# Anyone else experiencing battery issues after root?



## carbanm (Jul 3, 2011)

So I rooted yesterday with the v5 version of the one click tool basically the moment I found out it was possible, then deleted all the trash apps(verizon stuff, cityID, built in skype and swype). I have the extended battery, so I'm used to leaving the phone not charging overnight on my bedside table, but this morning, something strange happened.

For the first time, I went to use my phone in the morning, and it was 100%, completely dead, which is strange, since last night it was completely charged before I went to sleep.

Basically, anyone else experiencing strange battery issues since rooting the D3? or know what may have caused this?


----------



## slow88lx (Jun 7, 2011)

Nothing adverse here. I'm thinking your phone got a lot more play yesterday.

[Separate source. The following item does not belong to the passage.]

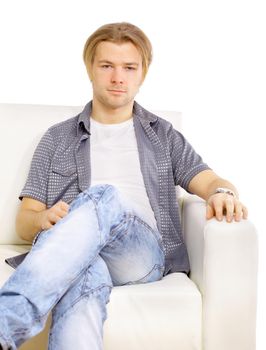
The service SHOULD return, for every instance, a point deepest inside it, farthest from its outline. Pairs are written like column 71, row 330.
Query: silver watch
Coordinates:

Also the only way your story makes sense it to tell us "my phone was at 40% like every night, only last night it died, which it's never done". If you went to bed at 15% I would maybe expect it do die over 8-9 hours.


----------



## carbanm (Jul 3, 2011)

Sorry, forgot to mention that I had charged the phone to 100% before unplugging it and going to sleep


----------



## gatzbyrico (Jul 2, 2011)

I have.

My battery lasts way to long now with all the crap removed.


----------



## slow88lx (Jun 7, 2011)

carbanm said:


> Sorry, forgot to mention that I had charged the phone to 100% before unplugging it and going to sleep


Settings > Applications > Battery Use

What used all the battery?

Also try Task Manager, is something running or using a shit ton of CPU %?


----------



## militant (Aug 26, 2011)

It's weird you mentioned it. I didn't delete anything but I froze a lot of the bloat and bullshit apps, and I've noticed a decline in battery life. Normally 2 hours from 100% leaving the phone un touched puts me at 97-96%. Just now I took it off at 100% took a nap for 2 hours, woke up to the phone at 91% instead of the usualy 96-97. Hoping my battery stats are just a bit off and it'll adjust.


----------



## carbanm (Jul 3, 2011)

Cell standby is at 32 %, phone idle at 28%. I plan on charging it again tonight before going to bed to see if similar occurs. It may just be the motorola battery manager being retarded, but I'm not certain. I may wipe battery stats and see if that's any solution if it does repeat tonight.


----------



## carbanm (Jul 3, 2011)

Follow up: last night went to sleep with the battery at 20%, woke up 8 hours later at 15%  looks like it was a fluke


----------



## DaSnOoTeRKiNG (Aug 26, 2011)

*bump*


----------



## slow88lx (Jun 7, 2011)

carbanm said:


> Follow up: last night went to sleep with the battery at 20%, woke up 8 hours later at 15%  looks like it was a fluke





DaSnOoTeRKiNG said:


> *bump*


This has to be the worst bump in the history of bumps. There is so much placebo effect when it comes to battery life. In the days following rooting your phone are you not playing with it more often, installing new apps, etc?


----------



## sheldoneous (Jun 6, 2011)

Can I ask what is the point of unplugging at night anyway?..


----------



## AndroidSims (Jun 7, 2011)

Use SetCPU to create profiles to save battery. Underclock the CPU when the screen is off and when the battery is low, for example.


----------